WASHINGTON / PEKING - Die chinesische Führung kritisiert die Entscheidung der USA scharf, Exporte an 28 chinesische Regierungs- und Handelsorganisationen einzuschränken.

08.10.2019 - 13:07:25

USA setzen 28 chinesische Unternehmen auf schwarze Liste. "Wir fordern die USA dringend auf, die Fehler unverzüglich zu korrigieren und die entsprechenden Entscheidungen zurückzunehmen", sagte ein Sprecher des chinesischen Außenministeriums am Dienstag. Er kündigte entschlossenen Widerstand der chinesischen Seite an.

Die US-Regierung unter Präsident Donald Trump hatte die chinesischen Organisationen wegen "brutaler Unterdrückung" der muslimischen Minderheit der Uiguren auf eine schwarze Liste gesetzt. Dadurch würden Exporte an diese Unternehmen eingeschränkt, hieß es in einer Mitteilung des Handelsministeriums vom Montag (Ortszeit). Mit dieser Maßnahme werde verhindert, dass US-Produkte dazu benutzt würden, "wehrlose Minderheiten" zu schädigen.

Die betroffenen Unternehmen würden in eine Liste von Organisationen aufgenommen, von denen davon ausgegangen werde, dass sie ein Risiko für die nationale Sicherheit oder die außenpolitischen Interessen darstellten. Kurz vor Verkündung dieser Maßnahme hatte das Weiße Haus mitgeteilt, Washington wolle die Handelsgespräche mit Peking noch diese Woche wieder aufnehmen.

Die Menschenrechtsorganisation Human Rights Watch geht davon aus, dass in der autonomen Region Xinjiang im Nordwesten Chinas eine Million Menschen in Umerziehungslagern leben, die meisten von ihnen Uiguren. Sie sind ethnisch mit den Türken verwandt und fühlen sich von den herrschenden Han-Chinesen unterdrückt. Die Regierung in Peking wirft uigurischen Gruppen Separatismus und Terrorismus vor.
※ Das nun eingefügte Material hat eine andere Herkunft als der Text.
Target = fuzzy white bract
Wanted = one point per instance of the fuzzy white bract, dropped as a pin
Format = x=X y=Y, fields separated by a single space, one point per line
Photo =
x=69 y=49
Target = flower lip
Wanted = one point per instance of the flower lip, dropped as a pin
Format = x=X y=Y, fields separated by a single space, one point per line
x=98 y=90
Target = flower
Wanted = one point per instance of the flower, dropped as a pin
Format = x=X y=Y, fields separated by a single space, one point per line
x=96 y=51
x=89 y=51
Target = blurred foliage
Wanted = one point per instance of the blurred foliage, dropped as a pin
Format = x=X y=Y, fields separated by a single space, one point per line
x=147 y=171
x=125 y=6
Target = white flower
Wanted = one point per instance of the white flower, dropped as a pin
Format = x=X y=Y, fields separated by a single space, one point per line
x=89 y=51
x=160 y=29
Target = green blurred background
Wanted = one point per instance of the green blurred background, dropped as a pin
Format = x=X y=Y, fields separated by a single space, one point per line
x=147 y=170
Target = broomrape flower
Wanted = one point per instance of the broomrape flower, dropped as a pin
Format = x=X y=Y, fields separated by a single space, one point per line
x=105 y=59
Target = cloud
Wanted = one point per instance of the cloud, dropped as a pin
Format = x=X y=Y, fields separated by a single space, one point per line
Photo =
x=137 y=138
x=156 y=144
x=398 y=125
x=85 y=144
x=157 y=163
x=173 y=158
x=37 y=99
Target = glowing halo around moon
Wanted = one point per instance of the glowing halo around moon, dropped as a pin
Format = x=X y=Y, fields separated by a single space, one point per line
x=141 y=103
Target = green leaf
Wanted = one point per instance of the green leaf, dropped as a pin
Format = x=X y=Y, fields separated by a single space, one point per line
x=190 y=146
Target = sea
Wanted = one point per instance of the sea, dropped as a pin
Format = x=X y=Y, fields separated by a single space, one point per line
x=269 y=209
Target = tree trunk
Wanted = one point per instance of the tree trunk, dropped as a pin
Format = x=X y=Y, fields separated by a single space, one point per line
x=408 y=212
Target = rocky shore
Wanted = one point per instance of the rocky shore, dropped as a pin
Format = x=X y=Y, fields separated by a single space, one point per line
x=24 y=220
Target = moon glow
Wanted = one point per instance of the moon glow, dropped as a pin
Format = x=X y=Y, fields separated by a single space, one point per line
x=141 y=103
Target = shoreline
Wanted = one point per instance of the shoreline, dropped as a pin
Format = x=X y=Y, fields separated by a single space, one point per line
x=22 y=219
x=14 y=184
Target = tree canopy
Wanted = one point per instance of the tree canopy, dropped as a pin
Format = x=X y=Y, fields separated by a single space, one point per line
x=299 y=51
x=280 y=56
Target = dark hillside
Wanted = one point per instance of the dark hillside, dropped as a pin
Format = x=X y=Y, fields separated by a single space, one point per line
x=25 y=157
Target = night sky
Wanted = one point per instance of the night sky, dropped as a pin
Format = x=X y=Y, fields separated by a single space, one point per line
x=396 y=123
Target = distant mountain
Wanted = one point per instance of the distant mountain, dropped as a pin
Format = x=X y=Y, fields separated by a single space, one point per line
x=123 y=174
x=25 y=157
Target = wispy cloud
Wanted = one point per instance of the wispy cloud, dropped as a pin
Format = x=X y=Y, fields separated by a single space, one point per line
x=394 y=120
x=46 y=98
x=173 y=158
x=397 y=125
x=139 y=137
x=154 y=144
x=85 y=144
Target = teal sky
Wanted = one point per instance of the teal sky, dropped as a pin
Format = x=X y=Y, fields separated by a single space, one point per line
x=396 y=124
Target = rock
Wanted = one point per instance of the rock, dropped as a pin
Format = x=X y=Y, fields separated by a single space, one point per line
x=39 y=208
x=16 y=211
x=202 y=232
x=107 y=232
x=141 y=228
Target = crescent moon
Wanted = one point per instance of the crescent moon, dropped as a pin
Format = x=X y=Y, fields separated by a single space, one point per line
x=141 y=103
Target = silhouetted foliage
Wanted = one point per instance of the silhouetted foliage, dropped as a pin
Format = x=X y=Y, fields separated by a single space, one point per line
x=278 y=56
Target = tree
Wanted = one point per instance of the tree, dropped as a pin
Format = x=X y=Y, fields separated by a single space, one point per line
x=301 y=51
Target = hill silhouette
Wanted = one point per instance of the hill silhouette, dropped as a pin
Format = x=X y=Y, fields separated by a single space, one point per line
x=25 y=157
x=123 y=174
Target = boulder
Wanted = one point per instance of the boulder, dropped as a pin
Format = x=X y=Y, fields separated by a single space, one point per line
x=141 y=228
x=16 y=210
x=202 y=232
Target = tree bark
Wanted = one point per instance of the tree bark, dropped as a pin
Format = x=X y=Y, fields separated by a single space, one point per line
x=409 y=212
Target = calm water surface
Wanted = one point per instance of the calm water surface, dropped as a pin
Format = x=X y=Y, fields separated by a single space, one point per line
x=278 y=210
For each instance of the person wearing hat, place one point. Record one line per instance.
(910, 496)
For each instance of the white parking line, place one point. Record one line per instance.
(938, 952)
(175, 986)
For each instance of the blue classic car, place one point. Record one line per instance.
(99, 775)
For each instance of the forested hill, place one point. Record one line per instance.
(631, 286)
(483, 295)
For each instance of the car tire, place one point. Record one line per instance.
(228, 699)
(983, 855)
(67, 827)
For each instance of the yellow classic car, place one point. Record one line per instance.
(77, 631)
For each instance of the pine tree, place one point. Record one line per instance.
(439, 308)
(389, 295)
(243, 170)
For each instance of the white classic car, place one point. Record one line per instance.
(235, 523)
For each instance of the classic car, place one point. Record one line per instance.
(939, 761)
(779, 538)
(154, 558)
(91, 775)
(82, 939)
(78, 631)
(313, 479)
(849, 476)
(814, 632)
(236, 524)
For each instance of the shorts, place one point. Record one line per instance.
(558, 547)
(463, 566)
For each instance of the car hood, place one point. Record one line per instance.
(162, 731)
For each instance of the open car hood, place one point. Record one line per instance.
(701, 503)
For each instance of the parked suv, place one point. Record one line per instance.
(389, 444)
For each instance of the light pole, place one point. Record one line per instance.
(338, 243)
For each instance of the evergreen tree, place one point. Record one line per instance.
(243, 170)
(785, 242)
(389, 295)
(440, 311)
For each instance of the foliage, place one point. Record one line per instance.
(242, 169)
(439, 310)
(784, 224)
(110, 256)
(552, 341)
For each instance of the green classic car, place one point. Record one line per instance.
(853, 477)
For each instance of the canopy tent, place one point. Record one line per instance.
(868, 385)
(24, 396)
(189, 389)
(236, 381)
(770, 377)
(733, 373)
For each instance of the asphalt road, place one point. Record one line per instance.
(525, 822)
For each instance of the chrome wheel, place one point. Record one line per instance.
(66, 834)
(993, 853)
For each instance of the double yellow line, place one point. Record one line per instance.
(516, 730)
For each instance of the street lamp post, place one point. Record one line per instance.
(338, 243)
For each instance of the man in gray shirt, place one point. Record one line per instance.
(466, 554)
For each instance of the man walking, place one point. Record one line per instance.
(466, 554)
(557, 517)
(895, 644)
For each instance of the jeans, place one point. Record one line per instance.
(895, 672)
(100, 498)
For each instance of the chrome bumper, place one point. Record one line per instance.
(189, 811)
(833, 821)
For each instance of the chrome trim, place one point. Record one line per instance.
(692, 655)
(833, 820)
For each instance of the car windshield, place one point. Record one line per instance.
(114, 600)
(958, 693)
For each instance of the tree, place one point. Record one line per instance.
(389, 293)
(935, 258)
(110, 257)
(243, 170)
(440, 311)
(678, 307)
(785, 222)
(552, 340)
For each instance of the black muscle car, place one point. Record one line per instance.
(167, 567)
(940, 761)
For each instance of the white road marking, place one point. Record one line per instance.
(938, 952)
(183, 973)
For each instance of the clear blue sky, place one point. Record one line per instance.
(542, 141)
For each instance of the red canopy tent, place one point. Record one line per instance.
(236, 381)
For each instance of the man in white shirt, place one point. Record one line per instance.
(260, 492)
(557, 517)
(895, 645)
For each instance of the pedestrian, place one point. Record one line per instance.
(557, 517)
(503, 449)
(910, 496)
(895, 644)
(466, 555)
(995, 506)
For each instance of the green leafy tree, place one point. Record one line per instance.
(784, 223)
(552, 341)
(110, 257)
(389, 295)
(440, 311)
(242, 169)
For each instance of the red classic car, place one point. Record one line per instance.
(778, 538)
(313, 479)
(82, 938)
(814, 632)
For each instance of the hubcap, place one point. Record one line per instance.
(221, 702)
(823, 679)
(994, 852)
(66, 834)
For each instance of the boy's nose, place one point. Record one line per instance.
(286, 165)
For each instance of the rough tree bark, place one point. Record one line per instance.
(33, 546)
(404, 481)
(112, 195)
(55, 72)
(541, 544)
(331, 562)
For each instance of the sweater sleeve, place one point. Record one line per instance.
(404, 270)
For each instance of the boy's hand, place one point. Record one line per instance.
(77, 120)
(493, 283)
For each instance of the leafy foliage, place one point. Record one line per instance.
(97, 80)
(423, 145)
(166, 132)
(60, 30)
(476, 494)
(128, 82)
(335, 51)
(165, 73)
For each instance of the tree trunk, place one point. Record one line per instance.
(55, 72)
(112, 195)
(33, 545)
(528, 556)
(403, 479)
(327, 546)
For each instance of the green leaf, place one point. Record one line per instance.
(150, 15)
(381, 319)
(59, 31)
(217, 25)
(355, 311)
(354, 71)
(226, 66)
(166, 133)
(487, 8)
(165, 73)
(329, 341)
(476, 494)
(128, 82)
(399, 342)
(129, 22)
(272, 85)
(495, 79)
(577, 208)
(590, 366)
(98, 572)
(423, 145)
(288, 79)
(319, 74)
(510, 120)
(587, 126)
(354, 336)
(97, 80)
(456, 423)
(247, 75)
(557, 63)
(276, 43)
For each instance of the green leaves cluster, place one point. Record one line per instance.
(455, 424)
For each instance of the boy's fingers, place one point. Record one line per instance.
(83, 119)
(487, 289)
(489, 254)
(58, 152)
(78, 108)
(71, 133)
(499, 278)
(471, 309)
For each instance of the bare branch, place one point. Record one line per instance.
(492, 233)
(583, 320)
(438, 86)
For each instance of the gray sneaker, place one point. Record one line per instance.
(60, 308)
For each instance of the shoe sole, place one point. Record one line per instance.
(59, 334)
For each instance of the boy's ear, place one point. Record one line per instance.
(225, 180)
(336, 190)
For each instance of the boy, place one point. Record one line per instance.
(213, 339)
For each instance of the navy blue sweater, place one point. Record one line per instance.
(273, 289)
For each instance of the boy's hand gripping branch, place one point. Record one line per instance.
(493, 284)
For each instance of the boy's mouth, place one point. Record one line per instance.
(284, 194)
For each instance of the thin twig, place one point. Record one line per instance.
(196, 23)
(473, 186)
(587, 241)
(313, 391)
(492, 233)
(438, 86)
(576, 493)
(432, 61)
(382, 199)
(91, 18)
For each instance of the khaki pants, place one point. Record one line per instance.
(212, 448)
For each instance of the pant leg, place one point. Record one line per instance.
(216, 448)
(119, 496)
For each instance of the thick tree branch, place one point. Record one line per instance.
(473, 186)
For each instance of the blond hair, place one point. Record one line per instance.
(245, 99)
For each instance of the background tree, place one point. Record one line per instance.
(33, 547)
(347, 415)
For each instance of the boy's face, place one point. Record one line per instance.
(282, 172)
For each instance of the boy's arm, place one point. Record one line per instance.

US-Handelsminister Wilbur Ross sagte, die US-Regierung könne "die brutale Unterdrückung der ethnischen Minderheit innerhalb Chinas nicht dulden". Die betroffenen Unternehmen seien in Menschenrechtsverletzungen gegen Uiguren und andere überwiegend muslimische ethnische Minderheiten in der autonomen Region Xinjiang verwickelt.